Actor Samuel L. Jackson has narrated James Baldwin’s letters and other notes. Jackson’s voice finely mirrors the ebb and flow in Baldwin’s voice without blatantly trying to imitate him. The vital positive aspect of the documentary is that Peck doesn’t turn it into a tedious recollection of the historical events. It doesn’t just showcase the words of a celebrated author; it goes deep and explores his soul. Due to this approach, there’s no necessity to justify Baldwin’s importance with the help of other respected individuals. As Mr.
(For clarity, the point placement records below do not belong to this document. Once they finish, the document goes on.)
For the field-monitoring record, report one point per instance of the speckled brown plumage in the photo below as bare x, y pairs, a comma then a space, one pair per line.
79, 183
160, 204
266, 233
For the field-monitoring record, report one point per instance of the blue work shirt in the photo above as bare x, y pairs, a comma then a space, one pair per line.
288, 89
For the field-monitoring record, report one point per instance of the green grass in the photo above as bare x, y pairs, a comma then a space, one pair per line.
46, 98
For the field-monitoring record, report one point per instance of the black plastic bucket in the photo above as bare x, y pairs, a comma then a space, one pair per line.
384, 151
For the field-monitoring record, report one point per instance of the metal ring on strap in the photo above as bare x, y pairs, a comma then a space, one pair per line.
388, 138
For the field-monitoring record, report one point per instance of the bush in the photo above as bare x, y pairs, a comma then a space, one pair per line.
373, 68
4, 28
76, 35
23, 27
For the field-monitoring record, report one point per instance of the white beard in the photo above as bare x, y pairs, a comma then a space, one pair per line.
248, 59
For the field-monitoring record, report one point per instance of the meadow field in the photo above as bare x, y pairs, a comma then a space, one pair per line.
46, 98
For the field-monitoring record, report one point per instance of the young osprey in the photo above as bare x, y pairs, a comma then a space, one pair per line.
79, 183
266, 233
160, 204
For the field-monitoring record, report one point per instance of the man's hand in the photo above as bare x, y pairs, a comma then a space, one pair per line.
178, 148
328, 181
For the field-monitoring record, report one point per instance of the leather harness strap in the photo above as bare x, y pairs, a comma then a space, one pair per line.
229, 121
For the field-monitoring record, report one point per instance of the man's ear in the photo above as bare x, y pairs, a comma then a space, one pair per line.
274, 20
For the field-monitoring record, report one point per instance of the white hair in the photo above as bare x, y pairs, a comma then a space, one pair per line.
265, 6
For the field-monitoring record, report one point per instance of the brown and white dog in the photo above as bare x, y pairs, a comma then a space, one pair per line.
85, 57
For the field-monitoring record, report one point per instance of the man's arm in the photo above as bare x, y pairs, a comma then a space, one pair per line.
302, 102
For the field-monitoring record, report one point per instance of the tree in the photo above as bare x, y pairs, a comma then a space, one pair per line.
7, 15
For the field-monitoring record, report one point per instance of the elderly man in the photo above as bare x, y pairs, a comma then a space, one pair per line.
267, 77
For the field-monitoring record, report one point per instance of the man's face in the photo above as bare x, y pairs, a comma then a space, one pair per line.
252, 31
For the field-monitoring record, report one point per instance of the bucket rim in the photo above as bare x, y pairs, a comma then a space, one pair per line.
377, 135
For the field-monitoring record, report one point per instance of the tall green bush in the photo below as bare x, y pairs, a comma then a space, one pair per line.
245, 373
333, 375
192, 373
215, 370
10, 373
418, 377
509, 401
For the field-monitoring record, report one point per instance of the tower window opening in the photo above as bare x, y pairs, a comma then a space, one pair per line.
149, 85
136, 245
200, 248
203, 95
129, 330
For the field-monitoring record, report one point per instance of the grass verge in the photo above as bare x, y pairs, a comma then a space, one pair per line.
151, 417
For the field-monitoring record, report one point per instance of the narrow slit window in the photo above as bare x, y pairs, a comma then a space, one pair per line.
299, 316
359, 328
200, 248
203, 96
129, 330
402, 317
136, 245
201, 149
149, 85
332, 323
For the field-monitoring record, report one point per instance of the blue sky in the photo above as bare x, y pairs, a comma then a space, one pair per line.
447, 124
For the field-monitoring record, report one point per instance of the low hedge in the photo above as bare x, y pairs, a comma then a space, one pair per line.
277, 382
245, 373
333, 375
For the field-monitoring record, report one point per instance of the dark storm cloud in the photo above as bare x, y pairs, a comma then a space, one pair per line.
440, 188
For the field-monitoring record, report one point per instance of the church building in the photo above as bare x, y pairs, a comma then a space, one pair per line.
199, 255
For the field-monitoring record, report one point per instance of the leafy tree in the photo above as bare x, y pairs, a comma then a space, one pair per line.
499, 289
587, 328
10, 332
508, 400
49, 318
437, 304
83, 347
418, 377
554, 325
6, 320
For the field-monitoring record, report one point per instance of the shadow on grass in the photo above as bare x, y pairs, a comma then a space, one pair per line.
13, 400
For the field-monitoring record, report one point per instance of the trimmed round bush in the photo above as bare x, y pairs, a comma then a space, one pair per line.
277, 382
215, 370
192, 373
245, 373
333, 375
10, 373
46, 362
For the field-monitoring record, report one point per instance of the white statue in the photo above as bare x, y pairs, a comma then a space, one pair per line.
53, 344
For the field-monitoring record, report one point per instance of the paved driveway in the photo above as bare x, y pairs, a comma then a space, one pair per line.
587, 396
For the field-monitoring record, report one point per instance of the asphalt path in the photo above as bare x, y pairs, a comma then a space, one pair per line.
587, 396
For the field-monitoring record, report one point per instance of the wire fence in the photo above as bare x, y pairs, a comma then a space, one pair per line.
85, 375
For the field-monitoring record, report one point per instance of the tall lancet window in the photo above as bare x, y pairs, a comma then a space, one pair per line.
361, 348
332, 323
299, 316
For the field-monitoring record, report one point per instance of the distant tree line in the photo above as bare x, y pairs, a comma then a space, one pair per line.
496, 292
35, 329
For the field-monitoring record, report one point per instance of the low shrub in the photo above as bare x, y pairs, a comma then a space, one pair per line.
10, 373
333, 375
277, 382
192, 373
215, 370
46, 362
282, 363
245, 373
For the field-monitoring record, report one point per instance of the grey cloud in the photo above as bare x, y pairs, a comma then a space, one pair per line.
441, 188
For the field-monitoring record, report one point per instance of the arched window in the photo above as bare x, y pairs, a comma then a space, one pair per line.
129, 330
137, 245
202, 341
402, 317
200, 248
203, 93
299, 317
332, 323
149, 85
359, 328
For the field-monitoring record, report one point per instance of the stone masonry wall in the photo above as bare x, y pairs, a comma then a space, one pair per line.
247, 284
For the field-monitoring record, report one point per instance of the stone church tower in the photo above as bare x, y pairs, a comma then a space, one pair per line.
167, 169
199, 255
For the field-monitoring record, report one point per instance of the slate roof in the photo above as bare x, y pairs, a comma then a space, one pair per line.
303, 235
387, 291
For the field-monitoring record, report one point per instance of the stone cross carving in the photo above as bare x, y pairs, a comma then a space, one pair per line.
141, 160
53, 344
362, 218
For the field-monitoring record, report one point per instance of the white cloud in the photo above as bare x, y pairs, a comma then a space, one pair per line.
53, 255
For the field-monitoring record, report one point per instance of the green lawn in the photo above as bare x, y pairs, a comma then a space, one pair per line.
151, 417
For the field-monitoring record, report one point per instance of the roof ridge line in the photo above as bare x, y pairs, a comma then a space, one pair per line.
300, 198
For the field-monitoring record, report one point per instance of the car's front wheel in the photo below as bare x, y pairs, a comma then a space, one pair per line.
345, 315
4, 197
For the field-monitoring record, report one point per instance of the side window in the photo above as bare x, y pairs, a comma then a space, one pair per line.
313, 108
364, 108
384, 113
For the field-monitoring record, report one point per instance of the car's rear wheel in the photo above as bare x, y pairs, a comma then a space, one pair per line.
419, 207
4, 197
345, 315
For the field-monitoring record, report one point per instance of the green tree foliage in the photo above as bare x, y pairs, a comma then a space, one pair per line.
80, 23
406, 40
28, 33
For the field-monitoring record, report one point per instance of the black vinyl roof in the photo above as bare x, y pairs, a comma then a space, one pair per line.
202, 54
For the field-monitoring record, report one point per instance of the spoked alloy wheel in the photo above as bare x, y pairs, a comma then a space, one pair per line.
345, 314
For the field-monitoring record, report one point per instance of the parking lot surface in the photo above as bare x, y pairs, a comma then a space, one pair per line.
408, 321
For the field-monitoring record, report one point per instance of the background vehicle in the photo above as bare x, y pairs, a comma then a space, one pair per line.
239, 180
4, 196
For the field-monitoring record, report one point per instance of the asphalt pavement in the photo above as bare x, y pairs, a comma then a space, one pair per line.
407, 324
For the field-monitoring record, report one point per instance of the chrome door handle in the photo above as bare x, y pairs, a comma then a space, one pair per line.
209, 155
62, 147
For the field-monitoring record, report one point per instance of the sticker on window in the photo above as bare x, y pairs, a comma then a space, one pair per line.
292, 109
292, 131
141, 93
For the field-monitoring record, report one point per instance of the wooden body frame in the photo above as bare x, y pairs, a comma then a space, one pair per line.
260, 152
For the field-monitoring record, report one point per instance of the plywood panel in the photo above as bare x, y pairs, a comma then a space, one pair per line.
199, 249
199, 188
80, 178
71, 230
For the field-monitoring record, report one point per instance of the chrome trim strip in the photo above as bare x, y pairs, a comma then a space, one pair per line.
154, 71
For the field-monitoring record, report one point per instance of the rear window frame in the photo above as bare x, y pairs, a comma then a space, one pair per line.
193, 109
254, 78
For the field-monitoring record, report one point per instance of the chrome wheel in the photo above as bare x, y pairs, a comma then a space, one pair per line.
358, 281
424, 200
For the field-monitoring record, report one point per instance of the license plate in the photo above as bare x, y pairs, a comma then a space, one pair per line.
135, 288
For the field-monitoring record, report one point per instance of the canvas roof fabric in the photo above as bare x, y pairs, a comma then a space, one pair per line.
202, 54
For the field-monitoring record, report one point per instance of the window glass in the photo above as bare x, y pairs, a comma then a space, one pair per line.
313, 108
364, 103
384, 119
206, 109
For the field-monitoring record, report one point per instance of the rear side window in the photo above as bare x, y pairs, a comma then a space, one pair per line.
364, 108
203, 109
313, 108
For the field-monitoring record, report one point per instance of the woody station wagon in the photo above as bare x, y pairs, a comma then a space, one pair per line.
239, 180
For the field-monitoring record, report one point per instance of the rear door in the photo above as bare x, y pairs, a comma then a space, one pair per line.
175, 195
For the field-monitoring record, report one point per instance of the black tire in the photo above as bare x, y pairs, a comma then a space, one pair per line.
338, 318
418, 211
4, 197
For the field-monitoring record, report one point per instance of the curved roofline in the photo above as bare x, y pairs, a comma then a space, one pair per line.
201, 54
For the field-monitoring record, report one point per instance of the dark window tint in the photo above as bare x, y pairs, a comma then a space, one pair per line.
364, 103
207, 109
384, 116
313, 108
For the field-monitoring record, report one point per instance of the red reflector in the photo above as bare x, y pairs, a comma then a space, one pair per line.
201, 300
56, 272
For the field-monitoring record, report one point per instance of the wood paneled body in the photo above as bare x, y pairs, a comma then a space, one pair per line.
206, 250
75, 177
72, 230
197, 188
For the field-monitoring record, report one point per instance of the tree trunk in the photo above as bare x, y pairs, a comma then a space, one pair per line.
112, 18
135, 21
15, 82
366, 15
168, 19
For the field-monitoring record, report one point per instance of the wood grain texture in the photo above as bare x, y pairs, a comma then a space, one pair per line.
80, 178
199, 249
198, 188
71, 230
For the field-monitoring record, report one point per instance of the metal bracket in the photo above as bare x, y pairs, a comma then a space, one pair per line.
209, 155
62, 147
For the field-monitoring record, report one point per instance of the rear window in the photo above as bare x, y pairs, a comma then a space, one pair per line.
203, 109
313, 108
Peck says in an interview (to rogerebert.com), “I only wanted there to be Baldwin’s words throughout the film, with no single word coming from any interpreters or other voices.” At its best, the documentary serves as very good introduction to those who are yet to read his books; others may want to re-read it and let his contemplative words to slowly sink in.
Both ‘I am Not Your Negro’ and James Baldwin’s writings don’t just make statements on the lamentable situation of African-Americans. It’s a spellbinding analysis on how myths continue to overpower people’s collective conscience and reality. It also demands accountability from the privileged (on personal as well as institutional level) on those who aren’t. Or else as Mr. Baldwin said, “All the buried corpses will begin to speak”.